Sonunda sırrı, sözcükler çözmüş: Farsça “si”, “otuz” demektir… “murg” ise “kuş”… Simurg’un yuvasını bulunca öğrenmişler ki; “Simurg – otuz kuş” demekmiş. Onların hepsi Simurg’muş. Her biri de Simurg’muş. 30 kuş anlar ki, aradıkları sultan kendileridir ve “gerçek yolculuk kendine yapılan yolculuktur…”
29 Haziran 2025 Gece iki buçukta evden çıktık. Bir saat on beş dakikada Sabiha Gökçen’deyiz.
Uçağımız rötarlı kalktı, problem yok, arkadaşlar bir sonraki uçakta. Trabzon’a indiğimiz onbeş dakika olmuştu ki arkadaşlar gelmeye başladı. Grup toplanınca otobüs geldi.

Gümrüğe vardığımızda bütün eşyalarımızı yanımıza alarak otobüsü terk ettik. İster pasaport ile ister kimlik ile geçiş yapılıyor.
Kimlikle geçenler ayrı bir kağıt dolduruyor. Görevliler o kağıda damga basıyor, dönüşte aynı kağıt lazım olacağından kaybetmemek gerekiyor. Türkiye ve Gürcistan arası uzun yürüyüş gerektiren inişli çıkışlı merdivenler. Merdivenler çalışmadığından valiz taşımak yolcular için yorucu oluyor.
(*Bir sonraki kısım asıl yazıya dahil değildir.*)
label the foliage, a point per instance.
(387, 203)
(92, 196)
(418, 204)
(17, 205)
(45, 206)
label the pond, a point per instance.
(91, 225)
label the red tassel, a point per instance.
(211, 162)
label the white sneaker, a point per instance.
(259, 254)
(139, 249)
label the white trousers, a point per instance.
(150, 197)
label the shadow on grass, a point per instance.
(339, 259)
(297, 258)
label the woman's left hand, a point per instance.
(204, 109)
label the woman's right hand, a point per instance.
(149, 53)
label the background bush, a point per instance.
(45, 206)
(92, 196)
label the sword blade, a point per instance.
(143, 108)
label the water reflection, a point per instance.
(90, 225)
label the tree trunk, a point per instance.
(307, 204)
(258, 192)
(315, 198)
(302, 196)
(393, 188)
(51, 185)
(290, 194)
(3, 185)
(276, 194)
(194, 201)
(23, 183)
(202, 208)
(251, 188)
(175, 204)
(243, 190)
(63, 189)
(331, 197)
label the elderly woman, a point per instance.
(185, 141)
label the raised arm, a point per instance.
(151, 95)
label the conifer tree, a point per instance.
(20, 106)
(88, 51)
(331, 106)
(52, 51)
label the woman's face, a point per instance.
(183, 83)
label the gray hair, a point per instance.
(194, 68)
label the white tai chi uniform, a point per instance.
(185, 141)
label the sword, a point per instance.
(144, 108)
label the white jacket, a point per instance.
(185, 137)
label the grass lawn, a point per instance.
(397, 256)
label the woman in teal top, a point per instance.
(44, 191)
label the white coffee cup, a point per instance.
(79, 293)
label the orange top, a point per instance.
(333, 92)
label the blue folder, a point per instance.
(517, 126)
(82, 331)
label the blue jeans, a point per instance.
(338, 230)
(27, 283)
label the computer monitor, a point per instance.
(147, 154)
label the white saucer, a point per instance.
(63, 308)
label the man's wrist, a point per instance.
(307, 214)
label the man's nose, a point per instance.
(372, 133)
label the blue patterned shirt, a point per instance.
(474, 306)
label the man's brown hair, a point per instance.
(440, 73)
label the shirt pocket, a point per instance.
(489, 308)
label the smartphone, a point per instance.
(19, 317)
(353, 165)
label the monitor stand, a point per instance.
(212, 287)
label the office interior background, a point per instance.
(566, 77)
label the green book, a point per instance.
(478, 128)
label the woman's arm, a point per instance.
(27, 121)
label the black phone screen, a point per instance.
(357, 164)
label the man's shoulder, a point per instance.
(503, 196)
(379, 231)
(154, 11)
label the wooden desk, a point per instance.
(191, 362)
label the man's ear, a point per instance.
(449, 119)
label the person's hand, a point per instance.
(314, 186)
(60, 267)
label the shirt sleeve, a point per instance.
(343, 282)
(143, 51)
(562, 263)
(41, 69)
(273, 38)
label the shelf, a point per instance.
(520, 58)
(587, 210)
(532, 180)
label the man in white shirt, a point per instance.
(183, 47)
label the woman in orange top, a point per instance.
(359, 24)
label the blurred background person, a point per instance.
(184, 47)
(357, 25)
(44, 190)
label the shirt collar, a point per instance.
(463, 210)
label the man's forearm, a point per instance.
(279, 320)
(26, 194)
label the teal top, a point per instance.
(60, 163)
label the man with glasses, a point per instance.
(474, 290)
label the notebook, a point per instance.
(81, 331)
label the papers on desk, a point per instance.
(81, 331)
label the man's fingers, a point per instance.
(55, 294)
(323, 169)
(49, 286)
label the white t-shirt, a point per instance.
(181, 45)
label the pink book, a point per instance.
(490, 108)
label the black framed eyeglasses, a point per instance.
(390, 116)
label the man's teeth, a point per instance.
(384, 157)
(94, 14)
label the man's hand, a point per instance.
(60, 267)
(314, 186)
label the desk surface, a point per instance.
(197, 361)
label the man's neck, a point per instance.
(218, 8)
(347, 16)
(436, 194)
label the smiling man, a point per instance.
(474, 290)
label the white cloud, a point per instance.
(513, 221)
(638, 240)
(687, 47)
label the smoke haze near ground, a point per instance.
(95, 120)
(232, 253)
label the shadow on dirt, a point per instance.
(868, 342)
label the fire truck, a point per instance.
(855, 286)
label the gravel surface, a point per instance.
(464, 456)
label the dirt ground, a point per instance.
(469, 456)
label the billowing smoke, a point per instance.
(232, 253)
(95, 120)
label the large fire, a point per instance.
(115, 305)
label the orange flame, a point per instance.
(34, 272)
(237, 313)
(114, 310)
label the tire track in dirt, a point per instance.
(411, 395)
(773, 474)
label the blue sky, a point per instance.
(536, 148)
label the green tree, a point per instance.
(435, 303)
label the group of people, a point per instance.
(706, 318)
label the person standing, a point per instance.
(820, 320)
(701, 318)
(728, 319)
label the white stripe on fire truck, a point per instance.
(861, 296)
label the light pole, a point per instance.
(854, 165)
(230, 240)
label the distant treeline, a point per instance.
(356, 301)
Gürcü gümrüğü pasaport kontrol girişi ana baba günü. Korsan yürüyüş yapan protestocular gibi herkes ileriye yükleniyor. İnsanların sıraya gireceği düzenekler yok. Sıra çizgisi mümkün değil, bütün kalabalık karşıdaki küçük kapıdan bir an önce içeri girmek istiyor. İtiş kakışlar, küçük tartışmalar, kaynak yapmalar sıradan olaylar. Sonunda başarıp kapıdan geçiyoruz. Yağmur yağıyor, otobüs geçtiyse içinde oturmak akıllıca olacak. Herkes geçince sayı alarak Batum şehir merkezine hareket ediyoruz.
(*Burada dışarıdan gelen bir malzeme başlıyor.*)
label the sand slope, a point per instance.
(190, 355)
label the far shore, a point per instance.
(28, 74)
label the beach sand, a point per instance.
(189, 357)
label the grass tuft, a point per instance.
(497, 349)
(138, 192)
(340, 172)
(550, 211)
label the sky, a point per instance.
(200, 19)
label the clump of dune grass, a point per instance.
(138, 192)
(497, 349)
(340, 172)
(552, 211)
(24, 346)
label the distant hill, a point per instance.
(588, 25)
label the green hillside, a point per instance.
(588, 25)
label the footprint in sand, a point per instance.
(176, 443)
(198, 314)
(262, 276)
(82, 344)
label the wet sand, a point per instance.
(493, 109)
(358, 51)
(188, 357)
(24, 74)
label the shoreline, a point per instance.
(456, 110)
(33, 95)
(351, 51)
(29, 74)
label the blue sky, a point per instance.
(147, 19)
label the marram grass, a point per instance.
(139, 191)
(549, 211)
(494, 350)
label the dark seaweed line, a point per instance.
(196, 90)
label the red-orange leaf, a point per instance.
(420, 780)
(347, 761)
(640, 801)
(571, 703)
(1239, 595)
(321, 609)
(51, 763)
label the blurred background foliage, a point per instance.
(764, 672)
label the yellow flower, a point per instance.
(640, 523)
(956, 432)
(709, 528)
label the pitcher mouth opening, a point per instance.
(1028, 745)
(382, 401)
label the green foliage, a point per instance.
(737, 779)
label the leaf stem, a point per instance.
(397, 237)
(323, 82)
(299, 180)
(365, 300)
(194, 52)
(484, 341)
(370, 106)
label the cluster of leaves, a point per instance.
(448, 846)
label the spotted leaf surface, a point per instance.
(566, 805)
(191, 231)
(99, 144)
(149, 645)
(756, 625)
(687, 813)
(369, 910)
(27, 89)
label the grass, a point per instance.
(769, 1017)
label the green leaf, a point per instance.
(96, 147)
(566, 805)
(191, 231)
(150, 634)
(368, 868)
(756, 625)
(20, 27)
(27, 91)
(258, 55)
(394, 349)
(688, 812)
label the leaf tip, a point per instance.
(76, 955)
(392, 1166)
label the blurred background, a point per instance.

Otele gitmeden Batum’u geziyoruz. Önemli yerleri görüyoruz. Para bozdurma işlerini burada hallediyoruz.
Batum, Acara Özerk Cumhuriyeti’nin başkenti. İnşaatlar şehri yutmuş. Kumarhaneler çok fazla. Kuzeyin Las Vegas’ı olmuş. Kıbrıs ve Bulgaristan gibi. Tarihi şehir gökdelenler içinde kaybolmuş.
Görülecek yerler bitince serbest zaman veriliyor. Buluşma Caminin arkasındaki Mevlana Restaurant.
Mevlana Restaurant’da akşam yemeği yiyoruz. Bölge Türk bölgesi çok fazla alternatif var. Rehber önerdi diye oturmak kendi hatam oldu. Bazen insanın aklı tutuluyor. Yol yorgunluğuna verelim.
Bir tepenin başında, yeni ve güzel bir otel Sputnik, ama yolu zor, yokuş. Büyük otobüs çıkamıyor. Küçük araçlara aktarılan bagajlar ve yolcular otele taşınıyor. Yine, manevralar yaparak, karşıdan gelen araçlarla cebelleşerek otele geldik.
Sabah sisli, puslu yağmurlu bir havada uyandık. Otelin tepeden şehri seyreden, güzel manzaralı bir yamaçta olduğunu gördük. İnerken dolambaçlı yolların tehlikesini fark ettik.
30 Haziran 2025
Batum’dan çıktık. Yolun sonunda Svaneti- Mestia olacak.
Yağmur yağmaya devam ediyor. İhtiyaç molası için durduğumuz benzinlikte yağmuru hissettik. Bir tane tuvalet var. Kahve almak mümkün. Termosda çay var, otobüste çay içmek bir ayrıcalık.
Az gittik uz gittik dere tepe düz gittik, sonunda Mestia’ya ulaştık. Sabah 9’da başlayan yolculuğumuz akşamın 7.30’unda son buldu.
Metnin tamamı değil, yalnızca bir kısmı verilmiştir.